Category: Check Please! (Webcomic)
Genre: (players are mentioned and do appear but have no lines), Caitlin Farmer is also pure, Chatting & Messaging, Chris Chow is pure, Domestic, Domestic Fluff, F/M, Fluff, Future Fic, Goalies, Hockey, San Jose Sharks, Tooth-Rotting Fluff, very mild hockey rpf
Language: English
Status: Completed
Published: 2016-10-10
Updated: 2016-10-10
Packaged: 2018-08-21 18:19:05
Rating: General Audiences
Warnings: No Archive Warnings Apply
Chapters: 1
Words: 3,442
Publisher: archiveofourown.org
Story URL: https://archiveofourown.org/works/8255654
Author URL: https://archiveofourown.org/users/Pugglemuggle/pseuds/Pugglemuggle
Summary: EBUG: (n) Hockey slang for "Emergency Backup Goalie". The NHL requires every team to have an Emergency Backup Goalie on call in case a goalie on the home or visiting team can't play. And for the San Jose Sharks? The EBUG is Chris Chow.Most Emergency Backup Goalies never get the phone call, but, well.... Chowder's lucky.





	

**Author's Note:**

> This was originally supposed to be written for the Fanzine _Welcome to the Show_ but I... uh... I missed the deadline. So I'm posting it for Chowder's birthday instead. Enjoy!

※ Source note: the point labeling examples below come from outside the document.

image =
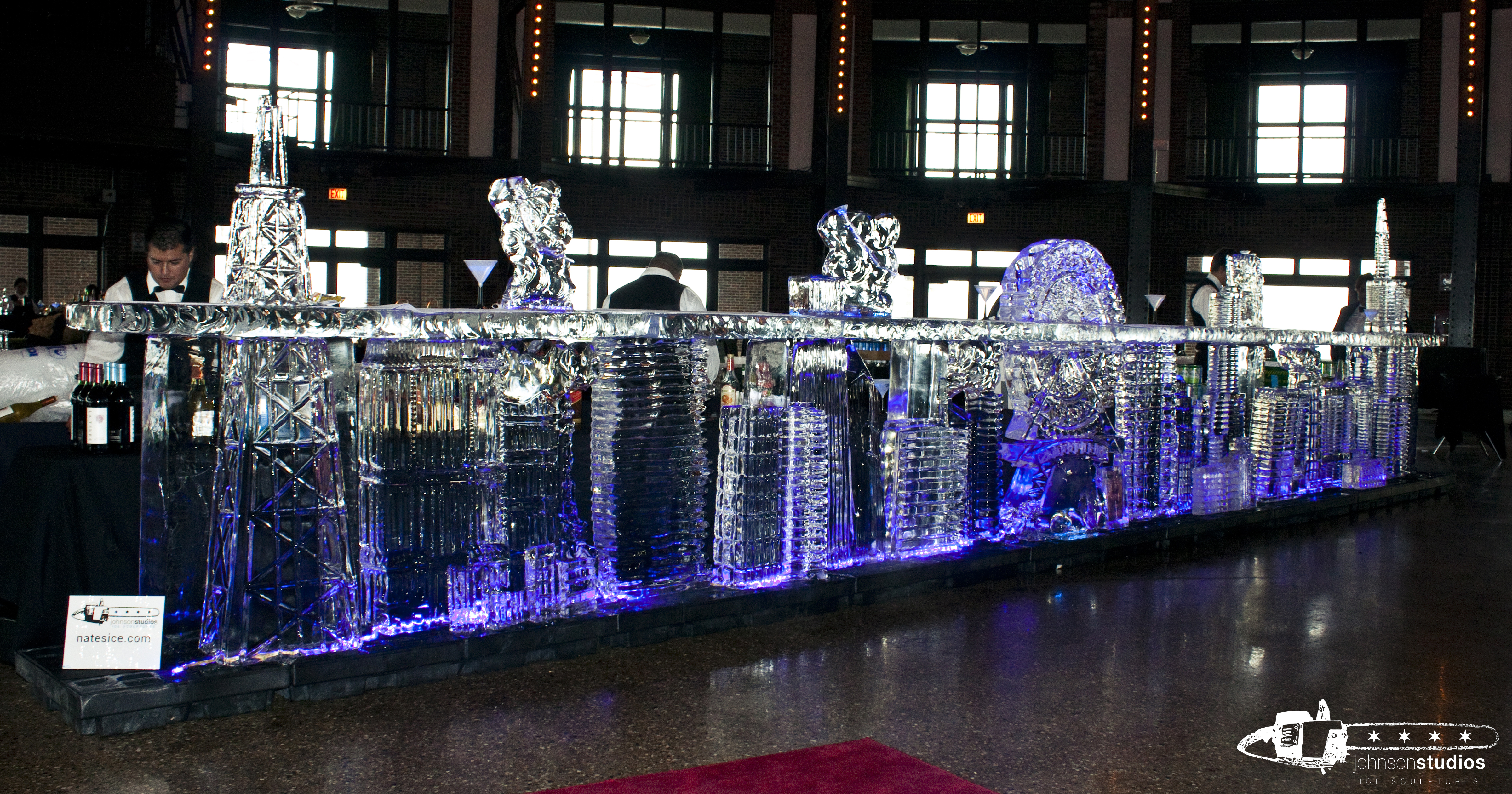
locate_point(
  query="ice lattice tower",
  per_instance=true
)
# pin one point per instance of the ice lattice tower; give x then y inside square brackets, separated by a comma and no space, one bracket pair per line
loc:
[280,572]
[534,232]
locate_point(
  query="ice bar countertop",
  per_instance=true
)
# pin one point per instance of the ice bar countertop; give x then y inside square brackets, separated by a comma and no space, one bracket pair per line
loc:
[404,321]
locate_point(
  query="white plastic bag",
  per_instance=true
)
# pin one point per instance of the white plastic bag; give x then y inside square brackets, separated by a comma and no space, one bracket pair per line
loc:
[31,374]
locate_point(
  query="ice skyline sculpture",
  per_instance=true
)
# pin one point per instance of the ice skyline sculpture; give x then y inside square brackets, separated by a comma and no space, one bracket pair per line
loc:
[280,577]
[747,507]
[1393,370]
[534,232]
[1233,370]
[426,456]
[649,466]
[858,268]
[534,560]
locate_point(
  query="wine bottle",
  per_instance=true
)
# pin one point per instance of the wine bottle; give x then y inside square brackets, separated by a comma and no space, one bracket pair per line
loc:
[730,383]
[202,406]
[22,410]
[97,414]
[76,401]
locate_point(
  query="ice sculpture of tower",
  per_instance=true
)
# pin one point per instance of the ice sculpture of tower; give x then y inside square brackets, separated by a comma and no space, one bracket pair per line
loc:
[280,575]
[1393,370]
[534,232]
[1233,370]
[649,466]
[1057,442]
[426,453]
[858,268]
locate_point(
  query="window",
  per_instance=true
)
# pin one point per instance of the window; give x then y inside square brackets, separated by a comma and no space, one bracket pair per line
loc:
[1301,132]
[58,255]
[1299,293]
[956,283]
[725,276]
[305,90]
[967,129]
[633,103]
[369,268]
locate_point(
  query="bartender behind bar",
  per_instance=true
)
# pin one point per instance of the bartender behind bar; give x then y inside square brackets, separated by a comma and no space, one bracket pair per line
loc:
[170,277]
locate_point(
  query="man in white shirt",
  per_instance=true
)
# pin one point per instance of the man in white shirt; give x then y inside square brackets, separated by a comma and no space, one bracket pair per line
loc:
[169,279]
[1203,299]
[658,289]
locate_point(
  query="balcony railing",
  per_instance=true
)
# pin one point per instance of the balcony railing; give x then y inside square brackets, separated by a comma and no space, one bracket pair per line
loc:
[389,128]
[690,146]
[902,153]
[1366,159]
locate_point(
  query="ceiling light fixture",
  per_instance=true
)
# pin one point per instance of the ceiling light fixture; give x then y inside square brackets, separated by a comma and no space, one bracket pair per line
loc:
[974,46]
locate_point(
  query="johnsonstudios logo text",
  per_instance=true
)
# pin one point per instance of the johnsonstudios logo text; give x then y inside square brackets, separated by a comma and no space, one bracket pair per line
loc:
[1318,742]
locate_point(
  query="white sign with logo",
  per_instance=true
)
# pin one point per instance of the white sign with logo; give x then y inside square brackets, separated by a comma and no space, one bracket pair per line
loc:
[114,633]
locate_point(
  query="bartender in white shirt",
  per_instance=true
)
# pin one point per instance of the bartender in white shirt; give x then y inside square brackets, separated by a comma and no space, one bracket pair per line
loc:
[169,279]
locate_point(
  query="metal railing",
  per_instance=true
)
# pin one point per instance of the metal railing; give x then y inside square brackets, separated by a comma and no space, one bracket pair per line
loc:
[1366,159]
[389,128]
[685,146]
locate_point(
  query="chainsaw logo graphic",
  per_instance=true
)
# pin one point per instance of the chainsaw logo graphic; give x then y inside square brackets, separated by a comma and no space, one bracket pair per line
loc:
[1319,742]
[99,613]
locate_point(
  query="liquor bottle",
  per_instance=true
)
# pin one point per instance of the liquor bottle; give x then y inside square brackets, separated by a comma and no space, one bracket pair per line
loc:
[76,401]
[730,383]
[97,414]
[22,410]
[202,404]
[123,409]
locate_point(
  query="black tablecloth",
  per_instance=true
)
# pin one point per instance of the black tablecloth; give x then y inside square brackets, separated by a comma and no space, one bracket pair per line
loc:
[70,525]
[17,435]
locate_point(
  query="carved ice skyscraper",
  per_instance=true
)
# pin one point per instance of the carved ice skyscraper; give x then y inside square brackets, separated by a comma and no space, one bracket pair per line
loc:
[280,572]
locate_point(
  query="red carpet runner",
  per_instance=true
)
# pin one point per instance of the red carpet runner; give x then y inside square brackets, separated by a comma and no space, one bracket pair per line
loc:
[850,767]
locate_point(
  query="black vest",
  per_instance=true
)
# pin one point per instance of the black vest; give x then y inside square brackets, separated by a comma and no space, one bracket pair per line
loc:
[197,286]
[197,291]
[649,293]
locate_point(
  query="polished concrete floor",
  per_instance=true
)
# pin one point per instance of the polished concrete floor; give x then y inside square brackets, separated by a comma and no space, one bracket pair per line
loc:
[1139,677]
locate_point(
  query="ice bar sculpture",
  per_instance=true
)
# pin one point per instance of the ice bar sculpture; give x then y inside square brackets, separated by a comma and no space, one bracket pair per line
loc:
[534,232]
[649,466]
[267,261]
[1233,370]
[1280,433]
[747,510]
[426,456]
[820,377]
[1059,394]
[537,536]
[858,268]
[925,474]
[1393,370]
[805,491]
[1145,429]
[282,577]
[1225,485]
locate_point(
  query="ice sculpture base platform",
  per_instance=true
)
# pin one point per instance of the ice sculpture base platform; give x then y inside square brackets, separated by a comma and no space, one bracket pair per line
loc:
[105,702]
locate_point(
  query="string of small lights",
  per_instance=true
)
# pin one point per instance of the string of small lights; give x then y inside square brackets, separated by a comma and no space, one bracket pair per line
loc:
[209,35]
[1467,26]
[840,67]
[1147,49]
[536,52]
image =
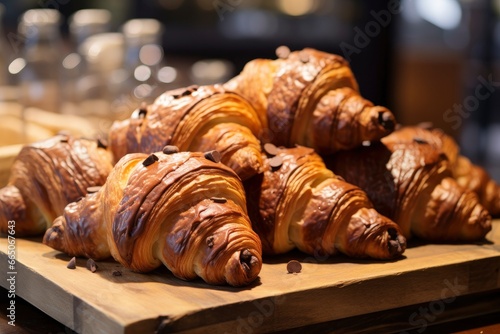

They’d never expected this to actually happen.

It was a typical Thursday night. At a quarter past seven o’clock, Caitlin shimmied into her Shark-themed pajamas and turned on the TV. “Hey, sweetie?” she called into the kitchen. “The game is going to start soon. You almost done with those dishes?”

“Yeah, don’t worry! I’m almost done!” Chris called back.

“Okay, but hurry up! You gotta be ready, you know—just in case.”

“Right,” he laughed.

“Hey, you never know,” Caitlin teased. She walked to the doorway of the kitchen and leaned against the doorframe, grinning at her fiancé. “Tonight could be the night.”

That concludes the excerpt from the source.